In addition to the answer being that you get news you can use about every organization/cause noted on pages that follow this one, I would venture that you also get a very well-served community. After all, each of the aforementioned entities was conceived to do good things for their fellow citizens, and their altruism spans a variety of spectrums.
We, the team members who bring you coverage of practically every spectrum in the area, are honored to note such benevolence. You see, we think it’s pretty cool that our neighbors make a point to take care of their neighbors, and we want to make sure you know about the lovin’ that is being given to people who are often the ones who need it most. Goodness knows lovin’ is in short supply in a lot of places these days. Obviously not here, though.

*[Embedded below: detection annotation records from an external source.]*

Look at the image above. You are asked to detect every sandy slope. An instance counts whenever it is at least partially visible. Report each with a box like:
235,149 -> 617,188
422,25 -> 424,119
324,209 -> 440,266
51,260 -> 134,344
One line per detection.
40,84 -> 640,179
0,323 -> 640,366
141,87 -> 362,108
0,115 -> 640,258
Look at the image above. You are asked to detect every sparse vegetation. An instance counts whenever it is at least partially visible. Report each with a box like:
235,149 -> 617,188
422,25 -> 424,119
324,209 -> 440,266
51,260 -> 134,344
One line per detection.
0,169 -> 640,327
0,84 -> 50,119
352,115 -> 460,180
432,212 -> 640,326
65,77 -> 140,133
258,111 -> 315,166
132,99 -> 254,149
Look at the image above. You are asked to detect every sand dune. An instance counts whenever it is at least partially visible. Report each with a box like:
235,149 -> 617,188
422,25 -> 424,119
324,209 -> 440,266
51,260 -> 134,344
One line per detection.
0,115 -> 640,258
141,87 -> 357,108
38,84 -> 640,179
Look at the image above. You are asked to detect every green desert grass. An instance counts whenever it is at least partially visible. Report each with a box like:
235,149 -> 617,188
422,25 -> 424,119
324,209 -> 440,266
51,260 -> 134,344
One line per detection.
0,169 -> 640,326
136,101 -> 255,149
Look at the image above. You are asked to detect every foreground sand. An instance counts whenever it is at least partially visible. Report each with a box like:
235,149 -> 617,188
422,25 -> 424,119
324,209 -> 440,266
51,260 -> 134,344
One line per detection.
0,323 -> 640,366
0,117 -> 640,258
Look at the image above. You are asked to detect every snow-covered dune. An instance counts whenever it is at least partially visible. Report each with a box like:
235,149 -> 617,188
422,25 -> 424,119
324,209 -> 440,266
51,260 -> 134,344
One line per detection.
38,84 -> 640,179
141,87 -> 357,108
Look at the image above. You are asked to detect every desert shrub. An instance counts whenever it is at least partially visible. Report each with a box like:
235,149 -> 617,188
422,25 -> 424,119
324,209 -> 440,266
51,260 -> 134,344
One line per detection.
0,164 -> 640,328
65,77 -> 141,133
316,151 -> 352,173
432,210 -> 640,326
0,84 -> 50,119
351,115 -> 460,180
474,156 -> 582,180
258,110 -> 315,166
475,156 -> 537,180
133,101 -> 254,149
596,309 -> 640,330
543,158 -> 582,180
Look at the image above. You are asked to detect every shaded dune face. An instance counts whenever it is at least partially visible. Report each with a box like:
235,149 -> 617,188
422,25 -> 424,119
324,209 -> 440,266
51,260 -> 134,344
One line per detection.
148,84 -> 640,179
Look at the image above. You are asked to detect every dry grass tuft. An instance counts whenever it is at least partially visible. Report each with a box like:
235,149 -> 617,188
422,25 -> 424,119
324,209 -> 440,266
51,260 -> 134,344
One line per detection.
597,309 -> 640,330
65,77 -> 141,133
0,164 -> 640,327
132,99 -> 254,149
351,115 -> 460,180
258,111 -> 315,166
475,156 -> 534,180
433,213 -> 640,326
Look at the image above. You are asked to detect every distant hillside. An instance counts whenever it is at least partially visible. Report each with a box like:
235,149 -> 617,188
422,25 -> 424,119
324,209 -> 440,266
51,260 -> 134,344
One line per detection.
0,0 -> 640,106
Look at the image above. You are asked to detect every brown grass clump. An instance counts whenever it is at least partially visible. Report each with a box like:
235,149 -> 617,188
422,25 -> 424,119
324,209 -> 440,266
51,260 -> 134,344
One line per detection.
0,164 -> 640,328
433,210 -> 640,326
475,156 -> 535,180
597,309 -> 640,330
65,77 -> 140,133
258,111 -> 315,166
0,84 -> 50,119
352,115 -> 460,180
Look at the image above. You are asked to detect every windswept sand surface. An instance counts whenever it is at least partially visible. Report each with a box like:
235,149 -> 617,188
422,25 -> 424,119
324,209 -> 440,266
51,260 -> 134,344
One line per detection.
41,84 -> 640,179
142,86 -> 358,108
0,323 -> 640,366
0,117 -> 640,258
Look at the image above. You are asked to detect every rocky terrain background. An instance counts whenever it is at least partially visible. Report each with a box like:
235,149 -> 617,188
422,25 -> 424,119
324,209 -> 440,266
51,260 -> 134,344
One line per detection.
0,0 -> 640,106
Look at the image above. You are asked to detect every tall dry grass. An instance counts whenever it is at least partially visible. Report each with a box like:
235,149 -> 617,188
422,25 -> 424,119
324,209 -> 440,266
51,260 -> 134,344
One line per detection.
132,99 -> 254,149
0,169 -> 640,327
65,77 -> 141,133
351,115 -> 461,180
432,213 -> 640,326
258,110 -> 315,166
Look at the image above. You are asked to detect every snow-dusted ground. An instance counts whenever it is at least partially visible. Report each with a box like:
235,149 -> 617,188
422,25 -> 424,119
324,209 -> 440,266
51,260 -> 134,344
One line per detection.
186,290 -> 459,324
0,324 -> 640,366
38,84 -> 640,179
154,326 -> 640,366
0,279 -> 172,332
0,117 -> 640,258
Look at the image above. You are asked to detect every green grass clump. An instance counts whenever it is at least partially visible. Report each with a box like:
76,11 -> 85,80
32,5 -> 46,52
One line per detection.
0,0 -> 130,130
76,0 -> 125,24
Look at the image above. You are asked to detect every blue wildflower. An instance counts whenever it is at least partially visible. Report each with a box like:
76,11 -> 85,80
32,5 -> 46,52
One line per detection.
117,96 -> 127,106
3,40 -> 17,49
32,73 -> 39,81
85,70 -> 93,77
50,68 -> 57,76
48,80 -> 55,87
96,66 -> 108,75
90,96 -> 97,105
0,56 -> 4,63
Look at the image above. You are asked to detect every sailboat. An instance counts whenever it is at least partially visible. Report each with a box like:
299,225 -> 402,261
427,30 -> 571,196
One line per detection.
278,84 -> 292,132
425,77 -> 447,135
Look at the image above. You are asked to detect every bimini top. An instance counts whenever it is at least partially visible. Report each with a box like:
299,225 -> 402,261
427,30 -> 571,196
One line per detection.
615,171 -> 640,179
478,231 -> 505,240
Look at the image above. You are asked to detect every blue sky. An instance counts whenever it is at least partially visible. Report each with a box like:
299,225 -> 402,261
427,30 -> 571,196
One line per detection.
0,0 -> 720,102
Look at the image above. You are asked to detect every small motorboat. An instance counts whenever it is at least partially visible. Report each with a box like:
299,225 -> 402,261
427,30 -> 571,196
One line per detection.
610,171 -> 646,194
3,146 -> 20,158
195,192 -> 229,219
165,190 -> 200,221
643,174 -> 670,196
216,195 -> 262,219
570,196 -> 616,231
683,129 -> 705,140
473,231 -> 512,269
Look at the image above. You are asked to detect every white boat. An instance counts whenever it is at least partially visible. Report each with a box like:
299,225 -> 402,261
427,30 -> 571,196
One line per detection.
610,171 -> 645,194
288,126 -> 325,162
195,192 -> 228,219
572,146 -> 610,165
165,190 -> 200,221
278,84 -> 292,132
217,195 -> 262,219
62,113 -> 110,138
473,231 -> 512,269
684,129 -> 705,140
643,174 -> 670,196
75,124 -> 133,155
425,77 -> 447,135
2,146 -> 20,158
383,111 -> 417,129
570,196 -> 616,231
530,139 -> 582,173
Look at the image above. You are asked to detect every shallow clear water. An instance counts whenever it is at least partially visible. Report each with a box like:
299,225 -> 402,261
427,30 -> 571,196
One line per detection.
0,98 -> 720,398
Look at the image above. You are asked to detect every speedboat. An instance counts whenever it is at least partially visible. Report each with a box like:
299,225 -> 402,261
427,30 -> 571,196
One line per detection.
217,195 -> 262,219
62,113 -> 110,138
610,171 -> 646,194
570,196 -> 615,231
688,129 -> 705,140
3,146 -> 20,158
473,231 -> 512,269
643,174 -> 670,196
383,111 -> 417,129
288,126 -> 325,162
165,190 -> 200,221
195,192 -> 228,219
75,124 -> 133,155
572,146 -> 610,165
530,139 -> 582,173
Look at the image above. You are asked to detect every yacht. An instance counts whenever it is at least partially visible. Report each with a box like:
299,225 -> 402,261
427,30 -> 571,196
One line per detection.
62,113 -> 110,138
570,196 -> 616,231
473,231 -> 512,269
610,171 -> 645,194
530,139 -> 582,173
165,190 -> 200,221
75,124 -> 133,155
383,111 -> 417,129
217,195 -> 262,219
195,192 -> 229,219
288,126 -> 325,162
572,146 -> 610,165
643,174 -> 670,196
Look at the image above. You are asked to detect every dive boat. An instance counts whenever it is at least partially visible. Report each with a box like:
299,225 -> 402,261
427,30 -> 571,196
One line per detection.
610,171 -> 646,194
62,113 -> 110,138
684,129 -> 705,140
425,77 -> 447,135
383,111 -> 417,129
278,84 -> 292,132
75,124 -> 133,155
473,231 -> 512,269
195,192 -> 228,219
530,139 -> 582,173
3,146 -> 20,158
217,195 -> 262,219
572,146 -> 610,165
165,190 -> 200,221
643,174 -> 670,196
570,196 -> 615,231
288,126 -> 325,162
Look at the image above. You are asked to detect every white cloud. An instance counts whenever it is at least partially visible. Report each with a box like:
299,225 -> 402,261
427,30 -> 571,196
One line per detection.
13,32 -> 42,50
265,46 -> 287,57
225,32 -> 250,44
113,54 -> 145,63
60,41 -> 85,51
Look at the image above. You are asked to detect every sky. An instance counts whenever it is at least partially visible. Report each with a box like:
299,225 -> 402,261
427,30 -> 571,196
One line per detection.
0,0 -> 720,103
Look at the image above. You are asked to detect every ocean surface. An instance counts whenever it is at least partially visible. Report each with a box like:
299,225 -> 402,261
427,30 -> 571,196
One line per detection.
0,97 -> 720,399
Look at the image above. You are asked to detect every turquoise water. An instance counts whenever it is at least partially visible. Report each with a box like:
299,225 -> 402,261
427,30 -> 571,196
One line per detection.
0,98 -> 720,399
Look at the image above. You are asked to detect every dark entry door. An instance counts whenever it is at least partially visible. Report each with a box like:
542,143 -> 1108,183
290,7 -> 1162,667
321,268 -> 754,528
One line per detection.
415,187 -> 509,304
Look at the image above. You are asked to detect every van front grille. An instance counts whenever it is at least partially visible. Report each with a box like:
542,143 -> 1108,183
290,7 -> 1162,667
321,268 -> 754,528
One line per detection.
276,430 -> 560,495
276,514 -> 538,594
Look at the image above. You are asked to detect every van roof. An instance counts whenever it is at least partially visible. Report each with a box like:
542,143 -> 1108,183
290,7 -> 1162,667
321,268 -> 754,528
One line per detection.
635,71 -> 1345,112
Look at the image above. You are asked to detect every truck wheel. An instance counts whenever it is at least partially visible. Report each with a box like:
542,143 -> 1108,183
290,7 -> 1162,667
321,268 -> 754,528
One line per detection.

Kudos to those of you who have chosen to volunteer, donate or physically lend support to the worthwhile causes I mentioned and all the others that I didn’t. You make Arlington/Mansfield/Grand Prairie … well … Arlington/Mansfield/Grand Prairie.
Speaking of making things, I’m not making this up: In this, the 107th issue we’ve produced since starting Arlington Today in September of 2013, you’re going to read about somebody who inspires you.
Certainly, the folks on this issue’s cover are inspirational. Dr. Kenyon Godwin’s heartwarming journey to become the first African American person named Chairman of the Greater Arlington Chamber of Commerce is chronicled in Richard Greene’s “Finish Line” column on page 66. And when you check out their profile in our Local Business Stars section on page 27, you will quickly discover why siblings Aziz and Elizabeth Kobty at Prince Lebanese Grill are prominent roster members. (Spoiler alert: These prize acorns didn’t fall far from the prize tree.)
Finally, I want to share a notion I’ve been harboring, pretty much since the day I wrote the first words in this space some nine and a half years ago. I have lived/worked in six communities over the span of my life, and I’ve visited dozens of burgs very large, very small and very “in between.” But I’ve never experienced a community that is more congenial, harder working or dedicated to the greater good than this one.
Technically, I suppose, that’s not a dot or a dash. In fact, I’ll call it an !.